Under such conditions, it is better to keep kids at home and teach them online, where communication between them is monitored and minimal. The connections they will develop with peers online will be much more positive and less stressful than the social pressure they endure in class, and they will complete their need for social contacts with family and with a few close friends where they feel comfortable and safe, and where they minimize the risk of infection.
What schools give in the way of knowledge, they will teach through online or recorded classes. For children today, online learning is as natural as physical learning is for us. In fact, it is physical learning and the compulsory classroom attendance that are unnatural for them.

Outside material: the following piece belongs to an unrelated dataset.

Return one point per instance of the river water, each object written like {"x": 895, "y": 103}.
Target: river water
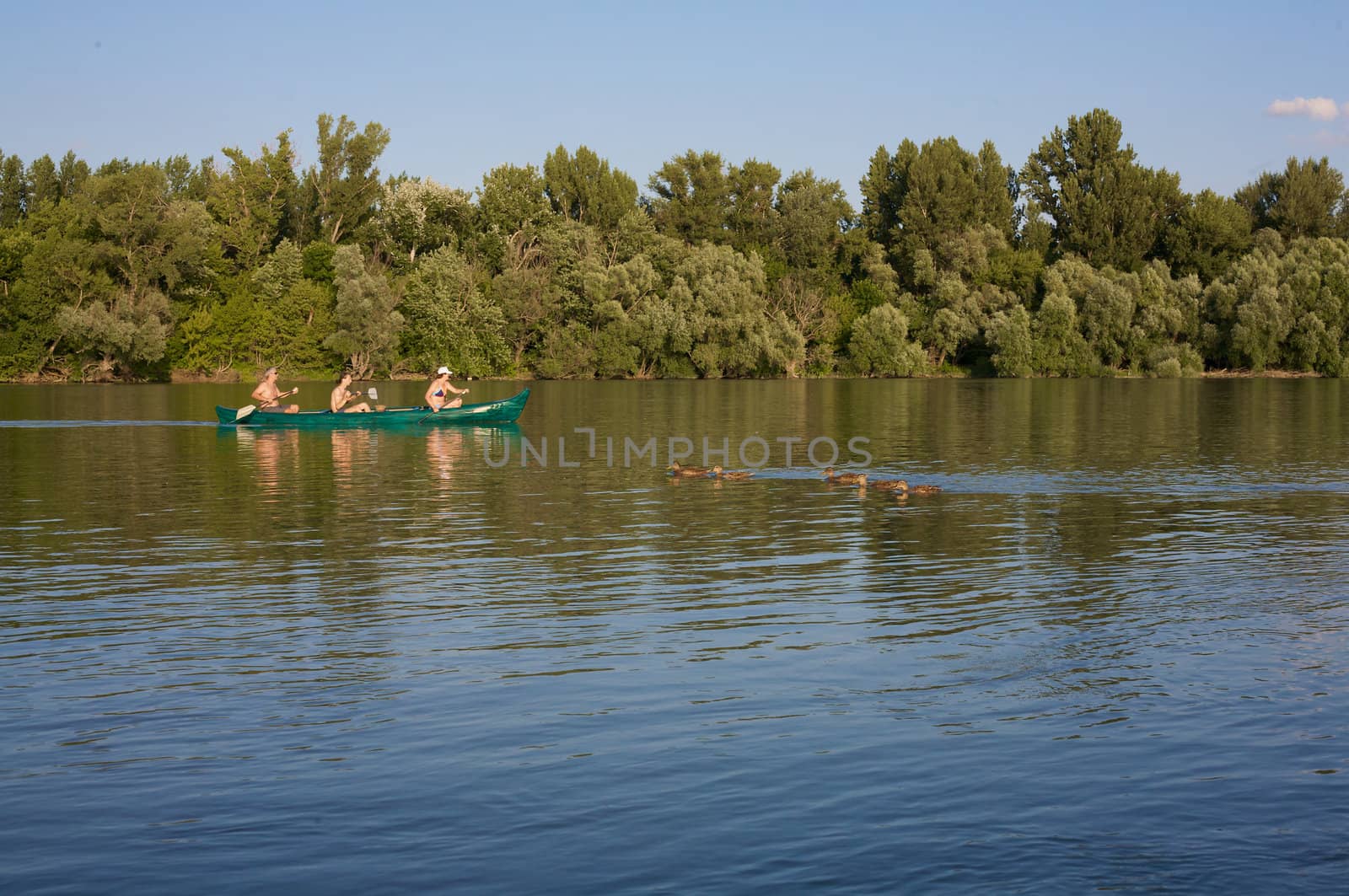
{"x": 1110, "y": 653}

Children’s presence at home will not come without a cost. A grownup will have to be with them at home during their “school” hours. In households with two parents, one will have to stay with the children, see that they get food and break time, and that they are actually learning during their classes. And if it seems tough to get by on one salary, it will be much tougher on single parent households. But here, too, some arrangement will have to be found, either with government assistance, NGOs, or through another arrangement. After all, when schools are hubs of mass infection, it’s not a question of whether children should stay home, but of how it can be done. The more quickly we acknowledge the necessity to adapt ourselves to reality, the more easily we’ll go through the transition.
When I wrote months ago that people’s hopes for returning to the pre-Covid days were unrealistic, people couldn’t accept it. Now I hope they can already see that this is so, since the sooner we adapt our policies and institutions to the fact that the virus isn’t leaving, the better we’ll be able to adapt our education, economy, and all other aspects of our lives to the new world that has emerged seemingly overnight.